Elle arrive chez nous à Nice un peu avant Noël, et sans cadeau pour nous. On nous explique, à ma soeur et à moi, que Marraine n'est pas notre marraine à nous, mais seulement la marraine de notre cousine Inès, et qu'en conséquence, seule Inès a droit à un cadeau. Bien sûr, nous sommes invitées à l'appeler Marraine aussi, comme tout le monde à la maison (sauf Reine), mais il faut savoir que c'est en pure perte.
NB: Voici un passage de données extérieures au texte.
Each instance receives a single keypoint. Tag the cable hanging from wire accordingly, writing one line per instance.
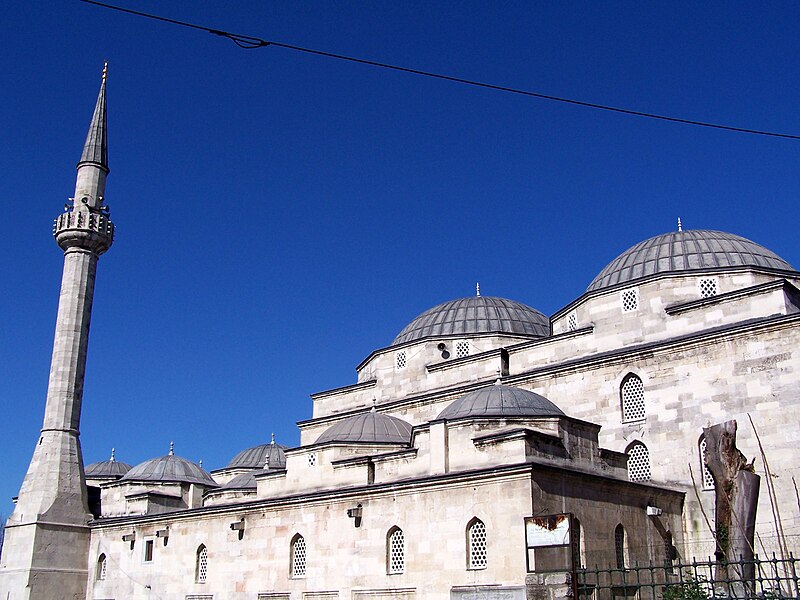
(250, 42)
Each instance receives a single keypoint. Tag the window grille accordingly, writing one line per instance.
(396, 552)
(632, 396)
(638, 462)
(299, 557)
(708, 287)
(476, 535)
(572, 322)
(630, 300)
(102, 566)
(202, 564)
(619, 546)
(708, 479)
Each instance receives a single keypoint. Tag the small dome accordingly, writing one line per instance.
(681, 251)
(107, 469)
(170, 468)
(368, 428)
(270, 456)
(476, 314)
(243, 481)
(500, 401)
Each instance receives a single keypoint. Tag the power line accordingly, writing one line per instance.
(249, 42)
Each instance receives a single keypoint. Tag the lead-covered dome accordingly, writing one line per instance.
(500, 401)
(476, 314)
(107, 469)
(265, 456)
(169, 469)
(691, 250)
(368, 428)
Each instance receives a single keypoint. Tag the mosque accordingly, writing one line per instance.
(419, 480)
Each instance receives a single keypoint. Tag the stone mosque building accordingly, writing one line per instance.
(416, 480)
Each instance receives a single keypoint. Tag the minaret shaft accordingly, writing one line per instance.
(45, 554)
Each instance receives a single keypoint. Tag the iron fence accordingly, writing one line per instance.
(764, 579)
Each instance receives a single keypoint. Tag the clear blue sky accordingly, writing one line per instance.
(281, 215)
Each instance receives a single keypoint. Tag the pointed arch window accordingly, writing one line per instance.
(201, 565)
(477, 555)
(638, 462)
(102, 567)
(297, 557)
(395, 551)
(578, 543)
(708, 479)
(631, 394)
(620, 546)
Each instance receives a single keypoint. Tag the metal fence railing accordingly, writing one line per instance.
(762, 578)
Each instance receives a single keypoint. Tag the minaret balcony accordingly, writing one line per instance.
(89, 230)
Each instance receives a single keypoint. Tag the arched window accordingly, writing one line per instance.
(477, 557)
(620, 546)
(297, 557)
(201, 568)
(578, 543)
(102, 566)
(638, 462)
(395, 551)
(708, 479)
(631, 394)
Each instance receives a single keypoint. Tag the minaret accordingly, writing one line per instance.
(45, 554)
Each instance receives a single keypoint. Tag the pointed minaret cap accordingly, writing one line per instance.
(95, 150)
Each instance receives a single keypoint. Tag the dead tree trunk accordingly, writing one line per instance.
(736, 486)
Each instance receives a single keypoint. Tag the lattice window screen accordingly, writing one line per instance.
(477, 545)
(630, 300)
(299, 557)
(397, 552)
(639, 463)
(202, 565)
(708, 480)
(572, 322)
(708, 287)
(632, 396)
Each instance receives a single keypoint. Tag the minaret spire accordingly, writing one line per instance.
(47, 538)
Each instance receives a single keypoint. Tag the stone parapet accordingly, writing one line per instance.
(85, 229)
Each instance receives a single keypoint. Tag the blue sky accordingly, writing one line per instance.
(281, 215)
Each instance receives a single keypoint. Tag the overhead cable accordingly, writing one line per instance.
(250, 42)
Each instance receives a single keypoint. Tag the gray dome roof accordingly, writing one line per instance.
(678, 251)
(371, 428)
(243, 481)
(169, 468)
(500, 401)
(476, 314)
(107, 469)
(270, 456)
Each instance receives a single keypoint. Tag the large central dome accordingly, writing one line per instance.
(681, 251)
(476, 314)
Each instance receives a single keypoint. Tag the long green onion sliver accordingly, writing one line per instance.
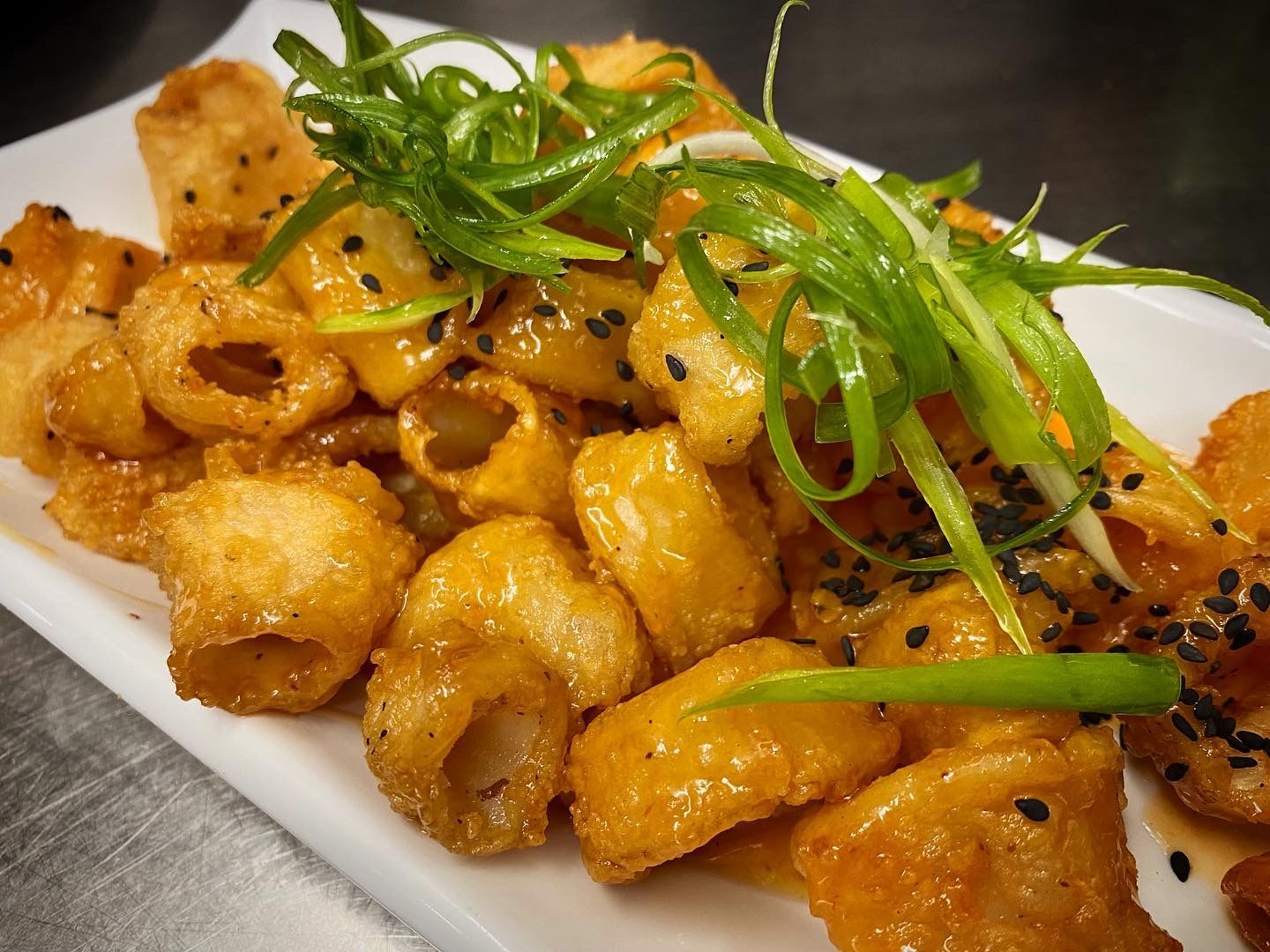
(1108, 683)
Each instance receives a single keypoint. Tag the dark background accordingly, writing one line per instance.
(1149, 113)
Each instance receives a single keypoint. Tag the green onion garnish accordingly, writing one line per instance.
(1114, 684)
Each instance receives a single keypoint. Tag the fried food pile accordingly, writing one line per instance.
(551, 527)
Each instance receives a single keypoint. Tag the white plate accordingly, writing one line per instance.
(1186, 357)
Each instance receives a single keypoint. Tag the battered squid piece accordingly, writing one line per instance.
(280, 583)
(498, 444)
(621, 65)
(217, 138)
(366, 259)
(467, 738)
(714, 390)
(28, 354)
(219, 360)
(952, 622)
(517, 579)
(700, 573)
(49, 267)
(1247, 883)
(572, 342)
(651, 787)
(101, 501)
(1232, 466)
(95, 401)
(1018, 845)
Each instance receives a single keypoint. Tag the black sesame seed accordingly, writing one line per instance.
(676, 367)
(915, 636)
(1189, 652)
(1227, 580)
(1260, 596)
(1033, 809)
(1203, 629)
(1184, 726)
(1222, 605)
(1180, 863)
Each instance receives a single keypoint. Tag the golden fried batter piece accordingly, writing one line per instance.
(946, 623)
(498, 444)
(572, 342)
(220, 360)
(28, 354)
(100, 499)
(1232, 466)
(217, 138)
(652, 787)
(714, 390)
(517, 579)
(1018, 845)
(620, 65)
(366, 259)
(467, 738)
(280, 583)
(49, 267)
(1247, 883)
(95, 401)
(657, 519)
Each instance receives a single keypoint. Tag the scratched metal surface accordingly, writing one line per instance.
(112, 838)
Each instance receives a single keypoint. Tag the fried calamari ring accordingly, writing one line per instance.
(28, 354)
(467, 738)
(1247, 883)
(652, 787)
(700, 573)
(1016, 845)
(280, 583)
(95, 401)
(219, 360)
(100, 501)
(572, 342)
(517, 579)
(498, 444)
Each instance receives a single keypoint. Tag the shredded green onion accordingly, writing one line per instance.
(1113, 684)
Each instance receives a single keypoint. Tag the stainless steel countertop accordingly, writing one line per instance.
(113, 838)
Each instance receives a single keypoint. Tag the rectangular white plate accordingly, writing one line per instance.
(1184, 357)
Inès, Inès seule, insiste pompeusement Marraine, sera l'héritière de ses bijoux – lesquels me semblent un peu à l'image de leur propriétaire, c'est-à-dire à la fois ternes et tarabiscotés, ce bracelet de turquoises en forme de losanges par exemple, une douzaine de turquoises vivantes, et deux ou trois mortes dont je me demande si elles vont continuer comme ça à mourir ouvertement sur le bracelet, l'une après l'autre, glissant du bleu au vert, avant Marraine. On pose des questions à Marraine, et elle répond sans compter, jamais avare d'explications.

Et pourtant on ne trouve rien dans toutes ces paroles qui puisse servir d'indice pour savoir si Marraine est une personne bienveillante ou non. Je lui tourne autour, un peu comme un amateur de champignons indécis. Un gros champignon en vérité, et qui vous remplit un panier. Car Marraine une fois installée dans la chambre de tante Nivès pour l'hiver, tout le monde à la maison semble plus à l'étroit, peut-être à cause de cette grosse voix qu'on entend sans cesse.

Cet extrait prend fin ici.